Dave- Thank you very much I'll start compiling pictures and information. A one piece bushing/gear loctited in the pulley would probably be the best bet.


Bob


----------



## n4zou (Apr 19, 2012)

90LX_Notch  said:
			
		

> This is what happens when you don't take care of your teeth!
> 
> 
> This is the spindle pulley for my Atlas/Craftsman 618 MKII. The gear is part of the pulley casting and drives the bull gear when the lathe is used in backgear. The part is no longer available and even if it was, I am sure it would cost more then the $250.00 that I bought the lathe for. There's not enough meat to bore the pulley out and key a new gear to it. It doesn't make sense to reproduce the whole thing. I will probably just rig up a counter pulley system to replicate the back gear rpms.


Don't rig up a counter pulley system to replicate the back gear system. Do it at the motor spindle. this would be the simplest way to do it and have it work properly. The only reason they geared the back gear system was the pressures involved when gearing down the spindle at the spindle. The only reason for back gearing the spindle that was was the speed of changing over from direct drive to back gear drive and most people would not purchase a lathe without back gears that all lathes of that era had. Once you change over to the motor reduction system shown in the link below you'll find switching between normal and reduction a pain in the ass, which was the reason for back gear drive system in the first place. The question is how many threading jobs do you do at home on the lathe? Like most of us at home the answer is not very often. When I do set up for threading on a project I usually wait until I have all the parts that need to be threaded completed except for the actual cutting of the threads on all parts that need them. This saves set up time on the lathe and in your case switching over to a big pulley would only need to be done once and removing it after all threading is completed. 

This link shows how to gear down a drill press spindle which is also the system you would add to your lathe to replace the back gear system. http://www.vintageprojects.com/machine-shop/LoSpeedPress.pdf


----------



## 90LX_Notch (Apr 19, 2012)

n4zou- I'd rig it more like the original MKI 618 I have. The more thought I've given it, I would probably make a backgear arrangement on the counter shaft if I decide to go that route.  

That drillpress design is a bit absurd.


----------



## steamer (Apr 19, 2012)

Cool! I look forward to seeing them!

Dave


----------



## 90LX_Notch (Apr 19, 2012)

Dave-

The gear is 1.300 od with 24 teeth.

The wall thickness of the hub in the first picture is .060.

The distance from the bore to the root of the teeth in the third picture is .040.

-Bob


----------



## 90LX_Notch (Apr 19, 2012)

I just want to thank everyone for all of the help with this. 

It was not my intent when I started this thread to come up with a fix; that's why I posted it in the break room.

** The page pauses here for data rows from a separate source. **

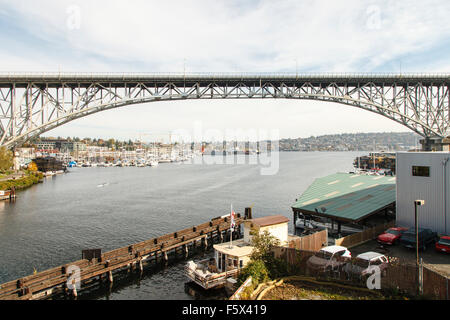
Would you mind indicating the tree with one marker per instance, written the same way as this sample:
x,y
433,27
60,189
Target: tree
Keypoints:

It was more like a joke, hence the title "I'm missing some teeth." I played too hard and as a result I lost some teeth :big:.  I probably should have put it in Mistakes Blunders and Boo Boos. (Especially since it was my suggestion to have that section *bang*.) 

It just shows what a great bunch of people we have here on the "fringe". "Regular" people would have been like "Oh that sucks. Too bad for you." The "fringe" approach is more like the Six Million Dollar Man..."We can [rebuid] it. We can make it stronger...." Thm:

-Bob


----------



## miner49r (Apr 19, 2012)

I have been told that a lathe is the only machine that can build itself... It is becoming increasingly true with our heirloom machinery.
alan


----------



## steamer (Apr 19, 2012)

Hey Bob,

Is there a bushing that sits in the middle of that gear? Or is there just that one bronze bushing?

Could the bronze bushing come all the way out to the face of the gear?

I see a bushing on the countershaft in the second photo, does it belong with the assembly and it just fell apart?

It would appear from the picture that you have 24 teeth

OD = N+2 / DP.   Rearranging, we have DP = N+2/OD = 26/1.300 = 20 

We would need to measure the pressure angle.

I don't have a cutter for this size.  

Victor Machinery sells them for $56. 

RDG tool has them for $33 plus shipping from the UK....probably another $10 for a total of $43 

Good thing with these is I have an 1" arbor for my VN that size.

I suppose a fly cutter could be made also.  We're only cutting bronze.

Others may have better prices....mind the bore diameter.

Dave


----------



## 90LX_Notch (Apr 19, 2012)

Dave-

It has two bushings. One that is still in it, and one that is sitting on the spindle in the second photo. The one still on the spindle sits in the bore of the gear. One would have been pressed in from the pulley side and the other from the gear side with a gap in between them where the oiler is. 

-Bob


----------



## bezalel2000 (Apr 19, 2012)

Omnimill  said:
			
		

> We call it Mazak over here although some folks call it "monkey metal"
> 
> Vic.



In my workshop it gets honoury membership in the 5xxx series Alloys - we call it "5h1t - metal" :

Bez


----------



## steamer (Apr 19, 2012)

90LX_Notch  said:
			
		

> I just want to thank everyone for all of the help with this.
> 
> It was not my intent when I started this thread to come up with a fix; that's why I posted it in the break room. It was more like a joke, hence the title "I'm missing some teeth." I played too hard and as a result I lost some teeth :big:. I probably should have put it in Mistakes Blunders and Boo Boos. (Especially since it was my suggestion to have that section *bang*.)
> 
> ...




More like the 1.2 million dollar man....I think my Southbend is closer to 12 mil! :big:

Dave


----------



## steamer (Apr 29, 2012)

Found this on the bay

http://www.ebay.com/itm/170832061309?ssPageName=STRK:MEWAX:IT&_trksid=p3984.m1423.l2649


Dave


----------



## steamer (Apr 29, 2012)

Actually better still

Found a piece of 1 1/2 " OD by .74 ID x about 3" long bronze in the lucky box....got a cutter?

Dave


----------